How Come Some Kids Are Likely to Struggle With Anxiety More Than Others?
The basic biological system that anxiety stems from is our fight or flight response to danger. When faced with a dangerous situation, your heartbeat and breathing rates will increase, and you will feel a rush of adrenaline. The same thing is true of anxiety in response to false alarms.

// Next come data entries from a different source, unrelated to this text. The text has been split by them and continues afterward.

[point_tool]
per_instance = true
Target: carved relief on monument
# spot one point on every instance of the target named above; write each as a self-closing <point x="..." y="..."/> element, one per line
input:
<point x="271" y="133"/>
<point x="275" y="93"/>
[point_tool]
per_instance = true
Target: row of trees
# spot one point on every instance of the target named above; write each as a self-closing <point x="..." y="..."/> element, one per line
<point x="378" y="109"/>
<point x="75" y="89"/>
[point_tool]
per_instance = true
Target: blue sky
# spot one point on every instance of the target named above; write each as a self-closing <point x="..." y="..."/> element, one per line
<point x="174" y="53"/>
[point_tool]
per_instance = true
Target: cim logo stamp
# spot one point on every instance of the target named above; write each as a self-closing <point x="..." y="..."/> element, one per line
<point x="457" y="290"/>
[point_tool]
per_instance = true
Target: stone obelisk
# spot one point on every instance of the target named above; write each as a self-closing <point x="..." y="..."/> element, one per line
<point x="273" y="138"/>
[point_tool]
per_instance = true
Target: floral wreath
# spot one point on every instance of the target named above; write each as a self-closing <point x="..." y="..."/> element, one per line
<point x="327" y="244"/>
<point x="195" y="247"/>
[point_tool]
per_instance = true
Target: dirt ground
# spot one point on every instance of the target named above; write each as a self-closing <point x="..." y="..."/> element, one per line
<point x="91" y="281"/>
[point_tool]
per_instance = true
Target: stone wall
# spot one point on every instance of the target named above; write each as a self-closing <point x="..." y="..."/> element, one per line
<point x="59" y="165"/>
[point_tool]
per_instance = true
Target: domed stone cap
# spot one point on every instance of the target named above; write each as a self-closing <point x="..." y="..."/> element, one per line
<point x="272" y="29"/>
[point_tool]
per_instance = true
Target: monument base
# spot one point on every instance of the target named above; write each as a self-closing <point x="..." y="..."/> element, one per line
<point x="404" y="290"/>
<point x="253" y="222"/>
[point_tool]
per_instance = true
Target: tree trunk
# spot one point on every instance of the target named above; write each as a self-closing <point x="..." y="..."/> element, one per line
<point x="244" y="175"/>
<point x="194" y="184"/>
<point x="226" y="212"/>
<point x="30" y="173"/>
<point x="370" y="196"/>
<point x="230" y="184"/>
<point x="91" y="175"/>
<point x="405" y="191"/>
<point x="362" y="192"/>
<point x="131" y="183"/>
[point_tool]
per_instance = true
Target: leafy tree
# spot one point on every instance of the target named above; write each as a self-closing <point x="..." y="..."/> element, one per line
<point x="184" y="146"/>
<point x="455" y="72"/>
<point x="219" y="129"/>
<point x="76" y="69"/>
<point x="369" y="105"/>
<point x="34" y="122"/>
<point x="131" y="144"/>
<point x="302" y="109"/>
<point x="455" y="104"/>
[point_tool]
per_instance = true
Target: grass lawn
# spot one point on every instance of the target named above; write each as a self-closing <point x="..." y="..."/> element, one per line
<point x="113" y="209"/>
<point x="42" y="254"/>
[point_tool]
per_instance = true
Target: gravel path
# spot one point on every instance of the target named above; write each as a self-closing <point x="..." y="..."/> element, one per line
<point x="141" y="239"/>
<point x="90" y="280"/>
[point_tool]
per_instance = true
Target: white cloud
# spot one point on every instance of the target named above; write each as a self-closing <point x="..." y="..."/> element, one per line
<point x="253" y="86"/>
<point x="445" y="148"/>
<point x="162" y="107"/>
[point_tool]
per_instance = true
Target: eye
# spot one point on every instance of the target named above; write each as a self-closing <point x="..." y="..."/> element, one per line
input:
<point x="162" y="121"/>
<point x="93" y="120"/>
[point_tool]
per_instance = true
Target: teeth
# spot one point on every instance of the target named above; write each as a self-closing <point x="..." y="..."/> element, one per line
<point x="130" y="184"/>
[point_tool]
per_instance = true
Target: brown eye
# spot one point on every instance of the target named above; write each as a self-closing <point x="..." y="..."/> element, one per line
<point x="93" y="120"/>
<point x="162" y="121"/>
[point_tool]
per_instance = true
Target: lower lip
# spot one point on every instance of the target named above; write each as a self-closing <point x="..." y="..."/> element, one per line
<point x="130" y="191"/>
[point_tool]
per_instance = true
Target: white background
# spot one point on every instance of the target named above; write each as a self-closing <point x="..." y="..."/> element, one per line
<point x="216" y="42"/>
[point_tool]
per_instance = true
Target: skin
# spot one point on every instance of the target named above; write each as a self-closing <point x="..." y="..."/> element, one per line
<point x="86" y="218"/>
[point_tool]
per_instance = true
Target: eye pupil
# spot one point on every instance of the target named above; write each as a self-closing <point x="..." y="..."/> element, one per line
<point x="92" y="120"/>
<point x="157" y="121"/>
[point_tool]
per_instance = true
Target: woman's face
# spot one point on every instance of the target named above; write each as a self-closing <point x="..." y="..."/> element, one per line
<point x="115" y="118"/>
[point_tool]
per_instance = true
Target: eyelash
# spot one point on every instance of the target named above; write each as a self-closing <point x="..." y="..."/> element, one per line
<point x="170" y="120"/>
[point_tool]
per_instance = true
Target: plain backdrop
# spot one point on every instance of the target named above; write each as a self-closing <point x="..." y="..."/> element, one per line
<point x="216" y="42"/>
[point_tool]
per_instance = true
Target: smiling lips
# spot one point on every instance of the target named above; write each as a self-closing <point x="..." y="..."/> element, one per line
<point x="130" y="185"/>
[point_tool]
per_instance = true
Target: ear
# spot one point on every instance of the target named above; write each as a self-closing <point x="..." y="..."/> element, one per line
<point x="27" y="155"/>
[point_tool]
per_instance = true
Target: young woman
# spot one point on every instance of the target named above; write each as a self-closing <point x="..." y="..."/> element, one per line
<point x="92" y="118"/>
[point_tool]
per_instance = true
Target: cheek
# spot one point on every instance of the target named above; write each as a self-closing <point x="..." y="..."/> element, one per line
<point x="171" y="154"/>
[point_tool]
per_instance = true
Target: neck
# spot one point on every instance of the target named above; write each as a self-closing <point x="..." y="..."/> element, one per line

Some kids, and people, might have more sensitive alarms and experience anxiety more often. The causes of anxiety disorders are not completely understood, but genetics and inherited traits are likely to be a factor. If parents are more prone to anxiety, it’s likely that their child might be more anxious too. There are some factors that we know might make the development of an anxiety disorder more likely. These factors include witnessing or experiencing a traumatic event, increased stress buildup in daily life, and previous diagnoses of other mental health disorders. Although, if your child does have an anxiety disorder, it does not mean that they have experienced one or any of these risk factors.
Why Does It Matter?
The treatment of anxiety is more important than ever as the identification and diagnosis of anxiety disorders is on the rise. About one third of children between 3 and 18 will have a diagnosable anxiety disorder during their lifetime. Kids who are anxious are at a higher risk for school refusal, diminished academic performance, inhibited social skills, other mental health challenges, and future substance use issues. In recent years, an estimated 30% of adults have been impacted by anxiety. Addressing childhood anxiety early on can be protective for their quality of life as they grow up and enter adulthood. If left untreated, anxiety can impact physical health through increased blood pressure and cortisol levels down the line. It will also hinder quality of life, and one's ability to engage with life to their full potential.
Addressing anxiety through assessment, diagnosis, and mental health treatment in childhood is a great way to help set your child up for success. Luckily, we know of many effective treatments for childhood anxiety, and even some skills that you can use at home to help your child be brave!